Kirkuk city is home to Kurds, Arabs, Turkmen, and Assyrians, as well as tens of thousands of people fleeing ISIL and Shia militias from other areas of Iraq [Marwan Ibrahim/AFP]

Published in Al Jazeera April 1, 2017. http://www.aljazeera.com/news/2017/04/iraq-parliament-bans-kurdish-flag-kirkuk-170401211858056.html

Iraq’s parliament has rejected a decision to raise the Kurdistan flag alongside the Iraqi flag on public buildings and institutions in Kirkuk city.

Iraqi MPs voted in favour of displaying only the Iraqi flag on Kirkuk’s buildings on Saturday, in a session attended by 186 members of the 328-seat parliament.

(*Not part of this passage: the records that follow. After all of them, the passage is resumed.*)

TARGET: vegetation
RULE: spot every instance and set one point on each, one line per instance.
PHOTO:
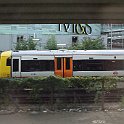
(26, 45)
(53, 83)
(89, 44)
(51, 43)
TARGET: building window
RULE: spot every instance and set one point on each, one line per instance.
(20, 38)
(74, 40)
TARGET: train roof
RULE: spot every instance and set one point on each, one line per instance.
(67, 52)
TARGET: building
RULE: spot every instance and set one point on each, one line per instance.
(64, 34)
(115, 35)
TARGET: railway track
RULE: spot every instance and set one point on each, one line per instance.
(25, 96)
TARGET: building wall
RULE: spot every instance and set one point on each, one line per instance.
(9, 34)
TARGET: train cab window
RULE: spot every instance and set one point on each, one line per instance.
(15, 65)
(37, 65)
(67, 63)
(8, 63)
(58, 63)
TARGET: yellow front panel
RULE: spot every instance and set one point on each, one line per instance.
(5, 71)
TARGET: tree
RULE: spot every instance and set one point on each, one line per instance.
(26, 45)
(51, 43)
(92, 44)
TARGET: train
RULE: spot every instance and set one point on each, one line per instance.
(62, 62)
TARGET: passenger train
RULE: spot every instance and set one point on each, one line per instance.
(64, 63)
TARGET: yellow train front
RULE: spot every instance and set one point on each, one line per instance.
(64, 63)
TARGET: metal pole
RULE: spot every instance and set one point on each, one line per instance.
(111, 36)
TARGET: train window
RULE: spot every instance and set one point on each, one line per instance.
(58, 63)
(67, 63)
(15, 65)
(98, 65)
(37, 65)
(8, 63)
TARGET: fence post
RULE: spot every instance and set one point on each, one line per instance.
(103, 98)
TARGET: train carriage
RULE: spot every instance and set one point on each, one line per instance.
(64, 63)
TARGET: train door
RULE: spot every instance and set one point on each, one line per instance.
(16, 69)
(63, 66)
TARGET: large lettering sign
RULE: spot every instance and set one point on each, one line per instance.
(76, 28)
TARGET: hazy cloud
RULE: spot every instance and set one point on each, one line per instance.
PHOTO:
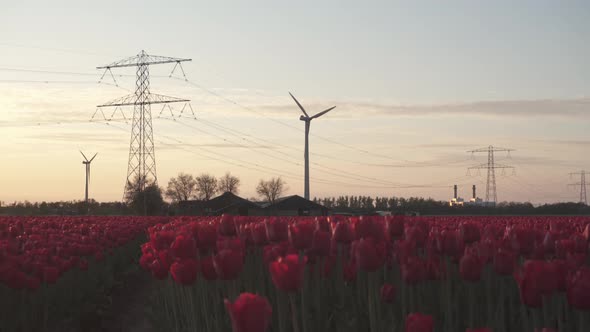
(569, 108)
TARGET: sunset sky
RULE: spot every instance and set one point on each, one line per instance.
(415, 84)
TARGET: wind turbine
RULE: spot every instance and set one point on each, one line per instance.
(87, 163)
(307, 120)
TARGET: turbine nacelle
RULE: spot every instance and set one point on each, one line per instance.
(307, 117)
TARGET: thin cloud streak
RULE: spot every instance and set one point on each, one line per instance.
(564, 108)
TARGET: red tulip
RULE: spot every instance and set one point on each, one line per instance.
(259, 233)
(226, 226)
(469, 232)
(564, 247)
(504, 262)
(158, 269)
(395, 226)
(369, 227)
(369, 255)
(534, 280)
(451, 244)
(349, 270)
(321, 243)
(185, 271)
(206, 236)
(342, 232)
(228, 264)
(184, 246)
(416, 322)
(470, 267)
(414, 270)
(288, 272)
(231, 243)
(578, 289)
(249, 313)
(301, 235)
(387, 293)
(208, 268)
(277, 229)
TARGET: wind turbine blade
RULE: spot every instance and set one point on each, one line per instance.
(324, 112)
(301, 107)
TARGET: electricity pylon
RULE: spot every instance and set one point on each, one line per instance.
(491, 166)
(87, 162)
(142, 157)
(582, 185)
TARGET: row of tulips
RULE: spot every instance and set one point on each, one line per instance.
(415, 274)
(52, 267)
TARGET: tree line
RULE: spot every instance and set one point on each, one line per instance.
(429, 206)
(205, 186)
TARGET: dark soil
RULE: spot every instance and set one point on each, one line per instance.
(120, 309)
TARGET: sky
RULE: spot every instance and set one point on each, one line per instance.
(416, 84)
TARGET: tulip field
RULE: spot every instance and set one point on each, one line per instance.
(50, 266)
(370, 274)
(304, 274)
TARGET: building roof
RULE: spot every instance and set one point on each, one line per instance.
(222, 202)
(292, 202)
(229, 200)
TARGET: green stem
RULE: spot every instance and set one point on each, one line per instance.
(294, 314)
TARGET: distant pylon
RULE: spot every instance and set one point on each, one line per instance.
(491, 166)
(142, 156)
(582, 184)
(87, 162)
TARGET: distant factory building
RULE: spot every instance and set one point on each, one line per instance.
(458, 201)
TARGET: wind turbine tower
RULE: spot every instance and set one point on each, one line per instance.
(307, 119)
(87, 163)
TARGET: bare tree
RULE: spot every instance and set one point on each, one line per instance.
(271, 189)
(229, 183)
(206, 186)
(181, 188)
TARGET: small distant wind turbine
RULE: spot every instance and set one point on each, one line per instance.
(87, 163)
(307, 120)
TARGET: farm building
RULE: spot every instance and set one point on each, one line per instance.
(293, 205)
(225, 203)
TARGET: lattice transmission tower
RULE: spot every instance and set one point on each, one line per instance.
(491, 166)
(141, 168)
(582, 185)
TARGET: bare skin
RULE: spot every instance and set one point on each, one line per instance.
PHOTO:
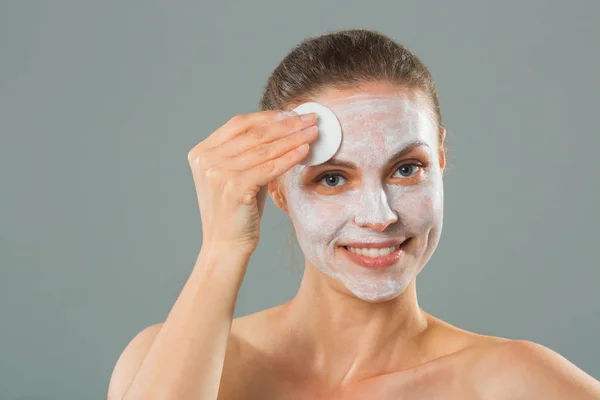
(328, 344)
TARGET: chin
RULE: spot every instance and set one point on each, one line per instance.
(372, 292)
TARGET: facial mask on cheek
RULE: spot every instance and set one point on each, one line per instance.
(323, 221)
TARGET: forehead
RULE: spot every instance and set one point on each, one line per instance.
(380, 124)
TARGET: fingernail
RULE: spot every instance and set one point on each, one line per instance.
(308, 117)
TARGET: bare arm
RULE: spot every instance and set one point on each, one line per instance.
(521, 369)
(183, 359)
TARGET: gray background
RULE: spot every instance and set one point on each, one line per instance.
(101, 101)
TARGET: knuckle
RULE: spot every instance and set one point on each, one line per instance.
(263, 152)
(213, 174)
(267, 168)
(259, 135)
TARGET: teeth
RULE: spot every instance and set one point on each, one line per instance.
(373, 252)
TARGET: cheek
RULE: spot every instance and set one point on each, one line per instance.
(317, 220)
(419, 208)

Hasan Turan, an MP for Kirkuk province, told the Anadolu news agency that Kurdish politicians walked out before the vote could take place.

Earlier in the week, the semi-autonomous Kirkuk Provincial Council (KPC) voted in favour of raising the Kurdistan Regional Government’s flag (KRG) alongside Iraqi national flag on public buildings in the city.

However, that vote was vetoed by most Arab and Turkmen members of the KPC.

The issue comes at a time when KRG leader Massoud Barzani has made several remarks on holding a possible referendum on independence.

Kurdish news agency Rudaw reported that members of the KPC are determined to embark on a project aimed at merging Kirkuk with the Kurdistan region’s administration.

“We have collected 22 signatures to renew that demand and present it to the concerned parties in the Kurdistan Region so that they act on it,” Ibrahim Khalil, a Kurdish member of the Council told Rudaw on Friday.

“It is our rightful and constitutional right.”

Kirkuk lies in an oil-rich and ethnically mixed part of Iraq. Control over the city is contested by Kurdish and Iraqi authorities.

Kurdish forces took over the city in 2014 when the Iraqi army fled during ISIL’s summer offensive in northern Iraq.

The city is home to Kurds, Arabs, Turkmen, and Assyrians, as well as tens of thousands of people fleeing the Islamic State of Iraq and the Levant (ISIL, known as ISIS) group and Shia militias from other areas of Iraq.